Brenna and Bailee, who were honored for their volunteerism, recalled being stuck in their house on the last weekend of August 2011 with a mother lode of comfort food.
They had just completed baking 500 cupcakes that they were going to frost and sell to raise money for a hospital, when Hurricane Irene hit, Brenna said. Bailee, Brenna, their family and the cupcakes were trapped inside together as almost 6 inches of rain fell outside.
Casualties were high, said their mom, Danielle. Only 400 cupcakes were put on sale, and everybody in the family was pretty much done with sweets for a while, she said.
YOUNG AND INSPIRING
In the 12 years it has existed, the National Liberty Museum at 328 Chestnut St. has been honoring young people from the city and suburbs for being neighborhood assets, for doing more.
A lot more.
Dawkins of the 1600 block of Harrison St. has logged almost 1,500 hours of community service. It would be difficult to think of something she hasn’t been involved in — park cleanups, Red Cross, Junior ROTC, food drives, clothing drives, Special Olympics, Habitat for Humanity. She was active in her high school and was a mentor for sixth graders. Dawkins was recommended for a Young Hero award by teacher and mentor, retired 1st Sgt. Joe Fraioli.

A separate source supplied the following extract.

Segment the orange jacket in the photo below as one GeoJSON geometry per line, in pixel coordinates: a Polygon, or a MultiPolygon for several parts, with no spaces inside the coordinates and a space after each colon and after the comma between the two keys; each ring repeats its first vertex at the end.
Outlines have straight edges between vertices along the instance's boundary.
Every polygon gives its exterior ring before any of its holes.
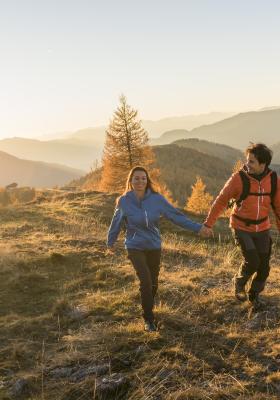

Emcee Sue Serio of Fox 29 told the crowd of honorees, their parents and others that working on a newscast can be depressing at times.
“This is uplifting,” she said of the awards ceremony.
These young people “already have stepped forward to establish themselves as models and … leaders,” said the museum’s board president, Doug Tozour.
Brenna and Bailee Heim, 12, of the 3100 block of Windish St., stepped up pretty early. They were nominated by their St. Matt’s fifth-grade teacher, Claire Lannutti, who called them her “most inspirational students.”
The two always volunteer to help. They hold yard sales and run lemonade stands to raise money for charities, including the Komen Foundation.
Bailee said she and her sister were surprised by the loyalty of one of their lemonade stand customers. He complimented the Mayfair twins for their good work and kept coming back for more lemonade.
“He was gone and then he was back again,” Bailee said, adding that the single customer accounted for about $100 of the funds they raised.
Jared Celona, 18, of Southampton Road in Somerton was nominated by his mother, Michele, for all his community work. Celona mentored and tutored other Ryan students, volunteered for Aid for Friends and has been active for a dozen years in the Boy Scouts. Celona was out of town Thursday so his mother and sister, Gabriele, accepted his award.
Michele Celona said her son’s Eagle Scout project required extra patience because things kept happening outside of “Jared’s organizational control.” He was leading a group that was improving a public garden in Lower Southampton, but the paving stones required for the project were delivered hours late, which lengthened the work day. The day’s work extended over the next several weeks because the plantings were endangered by a lack of rainfall and Jared had to return the garden to keep everything healthy.
“A lesson in persistence was truly learned,” Michele Celona said.
“You deserve recognition for all the wonderful things you do,” museum CEO Gwen Borowsky told the assembled award recipients.
Theodore Caputi, one of the 2011 honorees, told this year’s Young Heroes they were being lauded because they saw opportunities to serve their communities. That’s something they should keep in mind, he told them.
ldquo;Go anywhere you see a problem and give other people an opportunity to serve,” he said.